First, they seize upon language in the Brown-McKee exclusion,
which prohibited coverage for “work completed by or for the named
insured, out of which the accident arises”. Brown-McKee, 430
S.W.2d at 23 (emphasis added). According to the Contractors, this
language distinguishes Brown-McKee from the situation at hand. The
Brown-McKee court, however, did not rely upon this language.
Furthermore, here, Section II requires that, for coverage to exist,
the damage must result from “the Assured’s operations in connection
with the Project” (“Coverage”, ¶ 40). This forecloses coverage
pursuant to the cross liability clause for property damage not in
connection with the Contractors’ role in the project. Instead of
distinguishing Brown-McKee, this language further demonstrates the
similarities between the policies at issue there and here.

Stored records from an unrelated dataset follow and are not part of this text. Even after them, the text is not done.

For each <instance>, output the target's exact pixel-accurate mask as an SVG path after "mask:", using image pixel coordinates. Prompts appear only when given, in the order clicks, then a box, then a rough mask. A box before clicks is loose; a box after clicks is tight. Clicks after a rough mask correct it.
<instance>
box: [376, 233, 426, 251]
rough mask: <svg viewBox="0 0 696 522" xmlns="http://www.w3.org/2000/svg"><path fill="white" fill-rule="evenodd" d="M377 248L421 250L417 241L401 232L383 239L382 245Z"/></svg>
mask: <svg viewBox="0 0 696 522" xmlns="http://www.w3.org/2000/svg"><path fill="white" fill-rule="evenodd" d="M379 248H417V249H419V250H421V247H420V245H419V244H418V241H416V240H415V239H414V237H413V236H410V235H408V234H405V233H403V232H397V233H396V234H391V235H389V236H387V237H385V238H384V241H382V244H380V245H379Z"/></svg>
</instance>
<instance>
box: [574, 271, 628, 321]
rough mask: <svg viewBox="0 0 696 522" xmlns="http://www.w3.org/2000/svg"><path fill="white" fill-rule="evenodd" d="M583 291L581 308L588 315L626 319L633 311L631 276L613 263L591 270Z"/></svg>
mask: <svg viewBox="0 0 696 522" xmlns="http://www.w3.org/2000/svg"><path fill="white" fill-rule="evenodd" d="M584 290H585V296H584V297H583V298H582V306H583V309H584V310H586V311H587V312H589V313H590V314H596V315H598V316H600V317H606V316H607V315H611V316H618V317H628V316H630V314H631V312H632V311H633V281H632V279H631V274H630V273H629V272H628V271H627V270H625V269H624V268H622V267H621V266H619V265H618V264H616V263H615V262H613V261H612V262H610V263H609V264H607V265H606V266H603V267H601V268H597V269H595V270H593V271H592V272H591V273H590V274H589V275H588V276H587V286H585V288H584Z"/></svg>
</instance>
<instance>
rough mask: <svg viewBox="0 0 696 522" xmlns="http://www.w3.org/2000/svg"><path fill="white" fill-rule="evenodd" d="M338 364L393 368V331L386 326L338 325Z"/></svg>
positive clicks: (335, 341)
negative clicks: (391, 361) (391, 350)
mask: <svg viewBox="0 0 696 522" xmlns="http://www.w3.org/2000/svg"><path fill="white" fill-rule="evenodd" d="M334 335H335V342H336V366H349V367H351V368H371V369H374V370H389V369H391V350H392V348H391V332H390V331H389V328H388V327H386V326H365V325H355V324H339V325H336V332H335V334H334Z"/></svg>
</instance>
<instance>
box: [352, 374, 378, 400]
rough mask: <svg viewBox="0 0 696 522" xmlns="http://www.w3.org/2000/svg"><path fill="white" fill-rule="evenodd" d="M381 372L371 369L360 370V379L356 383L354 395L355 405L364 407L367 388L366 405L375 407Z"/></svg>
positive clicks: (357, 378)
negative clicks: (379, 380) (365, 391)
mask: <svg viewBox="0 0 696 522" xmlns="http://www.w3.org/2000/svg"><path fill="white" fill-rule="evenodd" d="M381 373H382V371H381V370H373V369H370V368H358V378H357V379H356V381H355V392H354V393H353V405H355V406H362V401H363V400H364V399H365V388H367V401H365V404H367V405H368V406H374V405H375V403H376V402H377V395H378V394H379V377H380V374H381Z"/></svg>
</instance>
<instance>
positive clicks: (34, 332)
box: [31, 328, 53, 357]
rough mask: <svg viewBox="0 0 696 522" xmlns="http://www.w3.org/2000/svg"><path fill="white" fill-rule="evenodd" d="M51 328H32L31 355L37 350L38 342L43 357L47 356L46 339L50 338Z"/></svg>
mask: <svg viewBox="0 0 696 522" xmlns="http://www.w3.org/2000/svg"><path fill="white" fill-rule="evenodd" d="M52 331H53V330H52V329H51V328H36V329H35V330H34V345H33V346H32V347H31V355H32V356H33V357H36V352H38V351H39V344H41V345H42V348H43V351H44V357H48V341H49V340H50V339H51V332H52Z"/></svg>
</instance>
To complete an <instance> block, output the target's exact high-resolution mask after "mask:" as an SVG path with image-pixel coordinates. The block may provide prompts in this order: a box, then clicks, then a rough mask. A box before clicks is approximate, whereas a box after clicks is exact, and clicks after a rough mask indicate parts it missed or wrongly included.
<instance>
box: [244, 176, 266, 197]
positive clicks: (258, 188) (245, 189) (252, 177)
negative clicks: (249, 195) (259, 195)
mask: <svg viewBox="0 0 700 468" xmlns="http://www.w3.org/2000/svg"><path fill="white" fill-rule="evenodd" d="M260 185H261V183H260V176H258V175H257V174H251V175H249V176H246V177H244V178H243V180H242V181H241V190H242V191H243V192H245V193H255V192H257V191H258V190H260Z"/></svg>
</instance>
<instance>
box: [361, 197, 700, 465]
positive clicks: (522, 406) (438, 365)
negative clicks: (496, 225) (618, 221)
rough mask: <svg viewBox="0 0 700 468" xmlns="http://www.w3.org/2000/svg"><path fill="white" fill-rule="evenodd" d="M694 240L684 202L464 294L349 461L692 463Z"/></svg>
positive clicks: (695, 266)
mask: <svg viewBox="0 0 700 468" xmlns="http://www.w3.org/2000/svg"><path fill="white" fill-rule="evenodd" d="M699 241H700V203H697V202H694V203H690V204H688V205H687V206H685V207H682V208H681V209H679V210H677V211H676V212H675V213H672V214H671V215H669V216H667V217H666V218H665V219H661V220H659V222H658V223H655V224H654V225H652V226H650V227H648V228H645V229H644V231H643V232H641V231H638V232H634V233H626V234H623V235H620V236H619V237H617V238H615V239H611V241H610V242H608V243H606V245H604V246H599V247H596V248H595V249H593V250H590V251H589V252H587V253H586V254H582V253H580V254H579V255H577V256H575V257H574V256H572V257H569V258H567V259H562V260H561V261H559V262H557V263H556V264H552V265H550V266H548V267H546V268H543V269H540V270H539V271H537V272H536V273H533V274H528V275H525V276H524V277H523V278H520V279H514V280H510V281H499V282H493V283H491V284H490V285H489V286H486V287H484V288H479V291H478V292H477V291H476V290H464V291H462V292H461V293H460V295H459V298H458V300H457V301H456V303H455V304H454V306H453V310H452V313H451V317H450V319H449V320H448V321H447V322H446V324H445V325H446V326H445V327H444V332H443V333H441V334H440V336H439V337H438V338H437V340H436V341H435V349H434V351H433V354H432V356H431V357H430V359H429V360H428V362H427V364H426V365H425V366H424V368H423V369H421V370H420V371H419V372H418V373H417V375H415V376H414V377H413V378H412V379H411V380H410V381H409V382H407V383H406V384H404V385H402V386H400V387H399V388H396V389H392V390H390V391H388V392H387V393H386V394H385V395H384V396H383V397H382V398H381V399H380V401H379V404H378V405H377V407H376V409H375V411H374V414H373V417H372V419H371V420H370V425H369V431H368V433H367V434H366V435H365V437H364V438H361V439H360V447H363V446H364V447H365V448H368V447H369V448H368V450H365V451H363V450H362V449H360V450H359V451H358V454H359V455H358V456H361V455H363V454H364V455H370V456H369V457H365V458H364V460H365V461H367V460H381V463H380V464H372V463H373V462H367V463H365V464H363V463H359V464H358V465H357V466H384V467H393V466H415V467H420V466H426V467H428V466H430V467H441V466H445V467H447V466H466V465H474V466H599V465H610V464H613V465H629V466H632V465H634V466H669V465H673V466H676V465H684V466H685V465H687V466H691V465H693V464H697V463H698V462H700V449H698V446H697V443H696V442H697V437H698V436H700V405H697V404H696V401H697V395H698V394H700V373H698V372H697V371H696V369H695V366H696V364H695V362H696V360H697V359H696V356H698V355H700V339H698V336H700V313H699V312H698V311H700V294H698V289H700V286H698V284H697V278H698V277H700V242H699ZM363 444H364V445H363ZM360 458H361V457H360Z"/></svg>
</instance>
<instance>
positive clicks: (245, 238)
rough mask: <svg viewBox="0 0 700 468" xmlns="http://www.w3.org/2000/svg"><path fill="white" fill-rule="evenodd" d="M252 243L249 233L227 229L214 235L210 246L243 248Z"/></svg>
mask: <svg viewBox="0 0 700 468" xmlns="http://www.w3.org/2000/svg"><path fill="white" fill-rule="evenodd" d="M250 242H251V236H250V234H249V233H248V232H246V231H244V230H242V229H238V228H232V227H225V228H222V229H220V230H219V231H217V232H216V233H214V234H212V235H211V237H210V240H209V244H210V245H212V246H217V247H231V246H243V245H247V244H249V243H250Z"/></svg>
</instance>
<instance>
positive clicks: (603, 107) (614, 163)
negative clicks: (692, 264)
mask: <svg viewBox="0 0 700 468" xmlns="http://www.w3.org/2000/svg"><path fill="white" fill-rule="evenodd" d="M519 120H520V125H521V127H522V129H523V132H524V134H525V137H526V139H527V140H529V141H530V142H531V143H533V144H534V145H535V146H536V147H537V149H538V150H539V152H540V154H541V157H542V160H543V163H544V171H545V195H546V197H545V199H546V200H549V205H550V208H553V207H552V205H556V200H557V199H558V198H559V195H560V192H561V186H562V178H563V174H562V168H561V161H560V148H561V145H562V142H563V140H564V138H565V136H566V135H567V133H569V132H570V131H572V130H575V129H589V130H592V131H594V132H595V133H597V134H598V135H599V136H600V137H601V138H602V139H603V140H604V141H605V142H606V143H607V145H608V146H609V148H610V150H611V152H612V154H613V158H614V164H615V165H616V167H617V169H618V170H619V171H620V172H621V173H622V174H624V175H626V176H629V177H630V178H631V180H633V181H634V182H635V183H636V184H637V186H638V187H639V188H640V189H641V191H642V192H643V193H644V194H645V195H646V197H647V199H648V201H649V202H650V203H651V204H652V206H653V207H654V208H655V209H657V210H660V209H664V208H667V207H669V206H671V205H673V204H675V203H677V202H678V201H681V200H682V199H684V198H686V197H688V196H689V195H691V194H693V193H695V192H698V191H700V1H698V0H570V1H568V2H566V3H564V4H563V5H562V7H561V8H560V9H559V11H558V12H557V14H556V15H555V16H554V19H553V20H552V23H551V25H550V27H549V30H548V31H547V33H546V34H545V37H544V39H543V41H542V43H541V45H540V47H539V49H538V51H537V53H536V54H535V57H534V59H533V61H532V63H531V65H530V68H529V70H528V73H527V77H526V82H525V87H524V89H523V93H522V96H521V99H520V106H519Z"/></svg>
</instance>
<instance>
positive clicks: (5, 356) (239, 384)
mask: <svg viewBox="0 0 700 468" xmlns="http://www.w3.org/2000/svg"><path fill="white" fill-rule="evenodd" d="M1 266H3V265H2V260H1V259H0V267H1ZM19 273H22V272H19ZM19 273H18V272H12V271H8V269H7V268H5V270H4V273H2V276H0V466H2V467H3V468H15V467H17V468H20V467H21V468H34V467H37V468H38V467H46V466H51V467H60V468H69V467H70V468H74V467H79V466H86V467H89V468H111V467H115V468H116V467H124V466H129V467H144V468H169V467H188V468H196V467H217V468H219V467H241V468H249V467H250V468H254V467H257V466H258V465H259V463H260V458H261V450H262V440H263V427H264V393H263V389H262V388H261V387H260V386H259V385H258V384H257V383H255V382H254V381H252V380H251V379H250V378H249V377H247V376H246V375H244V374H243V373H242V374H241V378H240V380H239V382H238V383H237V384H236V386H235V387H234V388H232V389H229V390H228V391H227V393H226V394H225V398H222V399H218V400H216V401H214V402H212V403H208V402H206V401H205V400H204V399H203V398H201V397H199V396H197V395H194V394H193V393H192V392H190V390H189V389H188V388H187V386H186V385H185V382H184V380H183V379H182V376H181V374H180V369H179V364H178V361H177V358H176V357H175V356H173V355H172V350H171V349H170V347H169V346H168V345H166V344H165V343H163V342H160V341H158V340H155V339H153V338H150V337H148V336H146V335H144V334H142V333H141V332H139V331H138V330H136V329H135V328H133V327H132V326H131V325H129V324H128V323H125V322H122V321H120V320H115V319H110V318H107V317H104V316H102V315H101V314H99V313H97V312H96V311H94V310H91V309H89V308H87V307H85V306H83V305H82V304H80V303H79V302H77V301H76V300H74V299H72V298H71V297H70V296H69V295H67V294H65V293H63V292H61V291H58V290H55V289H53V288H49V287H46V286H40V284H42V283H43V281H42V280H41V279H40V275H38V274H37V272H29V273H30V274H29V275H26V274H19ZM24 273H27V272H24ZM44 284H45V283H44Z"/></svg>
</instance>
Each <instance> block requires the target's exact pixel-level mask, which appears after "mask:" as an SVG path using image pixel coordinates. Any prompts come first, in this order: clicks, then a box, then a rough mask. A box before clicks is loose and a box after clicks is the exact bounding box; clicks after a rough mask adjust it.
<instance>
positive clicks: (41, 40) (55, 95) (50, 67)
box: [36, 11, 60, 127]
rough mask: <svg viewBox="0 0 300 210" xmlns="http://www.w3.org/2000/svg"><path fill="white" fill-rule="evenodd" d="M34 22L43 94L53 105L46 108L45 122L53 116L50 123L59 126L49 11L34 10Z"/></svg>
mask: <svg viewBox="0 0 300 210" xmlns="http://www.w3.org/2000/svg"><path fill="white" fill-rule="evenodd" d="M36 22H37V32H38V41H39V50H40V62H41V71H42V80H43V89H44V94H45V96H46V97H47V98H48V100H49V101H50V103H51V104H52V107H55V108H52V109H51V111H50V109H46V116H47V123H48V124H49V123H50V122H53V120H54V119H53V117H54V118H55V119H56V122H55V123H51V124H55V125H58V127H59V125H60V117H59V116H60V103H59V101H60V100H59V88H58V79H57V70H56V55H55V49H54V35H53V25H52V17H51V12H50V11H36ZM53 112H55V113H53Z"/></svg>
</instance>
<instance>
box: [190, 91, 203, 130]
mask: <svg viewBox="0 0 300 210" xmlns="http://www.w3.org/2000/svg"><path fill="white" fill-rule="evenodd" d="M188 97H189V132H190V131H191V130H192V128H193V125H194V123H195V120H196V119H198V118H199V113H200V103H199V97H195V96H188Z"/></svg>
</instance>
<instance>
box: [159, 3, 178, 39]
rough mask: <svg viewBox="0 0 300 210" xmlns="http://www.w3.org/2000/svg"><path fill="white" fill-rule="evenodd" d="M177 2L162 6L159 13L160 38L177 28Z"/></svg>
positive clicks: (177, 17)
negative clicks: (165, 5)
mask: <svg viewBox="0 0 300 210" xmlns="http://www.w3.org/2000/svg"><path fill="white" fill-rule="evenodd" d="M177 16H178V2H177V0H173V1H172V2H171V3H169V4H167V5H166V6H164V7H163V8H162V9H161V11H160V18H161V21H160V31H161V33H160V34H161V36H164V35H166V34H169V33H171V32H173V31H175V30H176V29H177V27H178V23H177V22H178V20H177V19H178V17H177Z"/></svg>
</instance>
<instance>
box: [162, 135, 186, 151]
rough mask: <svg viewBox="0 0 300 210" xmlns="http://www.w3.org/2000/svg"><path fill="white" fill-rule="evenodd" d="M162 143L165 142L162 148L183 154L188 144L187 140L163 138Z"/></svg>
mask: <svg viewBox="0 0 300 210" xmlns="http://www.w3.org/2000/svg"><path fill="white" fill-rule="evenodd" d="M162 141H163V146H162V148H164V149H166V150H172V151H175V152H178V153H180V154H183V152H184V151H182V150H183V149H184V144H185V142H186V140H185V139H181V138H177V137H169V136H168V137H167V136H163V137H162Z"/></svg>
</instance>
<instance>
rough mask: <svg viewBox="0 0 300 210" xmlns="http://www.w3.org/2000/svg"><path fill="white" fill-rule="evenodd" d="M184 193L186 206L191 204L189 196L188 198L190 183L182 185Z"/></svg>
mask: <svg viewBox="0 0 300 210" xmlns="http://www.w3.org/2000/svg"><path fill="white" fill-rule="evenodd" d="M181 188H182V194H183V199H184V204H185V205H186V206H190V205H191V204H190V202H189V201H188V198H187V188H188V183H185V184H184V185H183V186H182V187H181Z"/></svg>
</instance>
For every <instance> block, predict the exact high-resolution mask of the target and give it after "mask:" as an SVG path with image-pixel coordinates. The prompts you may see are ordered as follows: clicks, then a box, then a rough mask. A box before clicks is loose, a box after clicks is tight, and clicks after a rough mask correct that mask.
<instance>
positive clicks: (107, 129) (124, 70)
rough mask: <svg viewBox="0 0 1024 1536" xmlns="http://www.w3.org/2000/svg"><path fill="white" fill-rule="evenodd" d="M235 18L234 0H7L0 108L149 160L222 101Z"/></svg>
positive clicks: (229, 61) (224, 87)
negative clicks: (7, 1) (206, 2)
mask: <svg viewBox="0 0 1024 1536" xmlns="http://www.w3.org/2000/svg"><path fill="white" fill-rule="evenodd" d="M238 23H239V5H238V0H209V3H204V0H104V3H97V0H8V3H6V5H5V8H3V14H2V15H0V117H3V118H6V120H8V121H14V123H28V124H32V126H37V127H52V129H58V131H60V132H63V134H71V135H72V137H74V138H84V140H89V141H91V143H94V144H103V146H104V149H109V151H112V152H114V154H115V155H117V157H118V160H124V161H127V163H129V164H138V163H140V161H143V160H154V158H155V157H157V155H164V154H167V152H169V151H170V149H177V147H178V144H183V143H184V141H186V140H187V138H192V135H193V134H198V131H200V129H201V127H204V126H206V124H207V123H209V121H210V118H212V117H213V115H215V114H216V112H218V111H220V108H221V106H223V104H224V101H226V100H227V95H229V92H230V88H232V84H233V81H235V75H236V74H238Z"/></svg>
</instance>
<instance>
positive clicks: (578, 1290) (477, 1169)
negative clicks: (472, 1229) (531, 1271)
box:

The Contractors’ second assertion fares no better. According
to them, and discussed supra, because damages for loss of use are
expressly excluded from Section I coverage (¶¶ 8 & 28.1.(c)) but
expressly included in Section II coverage (¶ 40), the complete
absence of such exclusionary language from the subsequent Section
II cross liability exclusion (¶ 41) demonstrates no intent to
exclude coverage for loss of use. Under this theory, however, it
would be just as reasonable to conclude that, because of such
silence in the cross liability clause, loss of use is excluded. In
15
any event, and as discussed supra, the plain meaning of the policy
certainly does not support this contention.
Moreover, the Contractors cite no authority for this position.
Under Texas law, as we have concluded, an exclusion for property
damage subsumes loss of use. Because the policy included the loss
of use term in two instances but not in another does not change the
meaning, under Texas law, of property damage. In addition, failure
to so include this language does not create an ambiguity in the
policy where, under Texas law, there is only one reasonable
interpretation of the scope of the exclusion. See Columbia Gas
Transmission Corp. v. New Ulm Gas, Ltd., 940 S.W.2d 587, 589 (Tex.
1996) (“A contract is not ambiguous if it can be given a definite
or certain meaning as a matter of law.”).
III.
As the district court correctly observed, were we to hold that
Agip’s loss of use claim was not an element of property damage,
Agip and the Contractors would receive coverage for which the
parties to the policy never negotiated. To say the least, it would
be contrary to reason for Agip to recover from the Underwriters,
indirectly through the Contractors, what Agip could not recover
directly from the Underwriters. Texas law avoids such a result.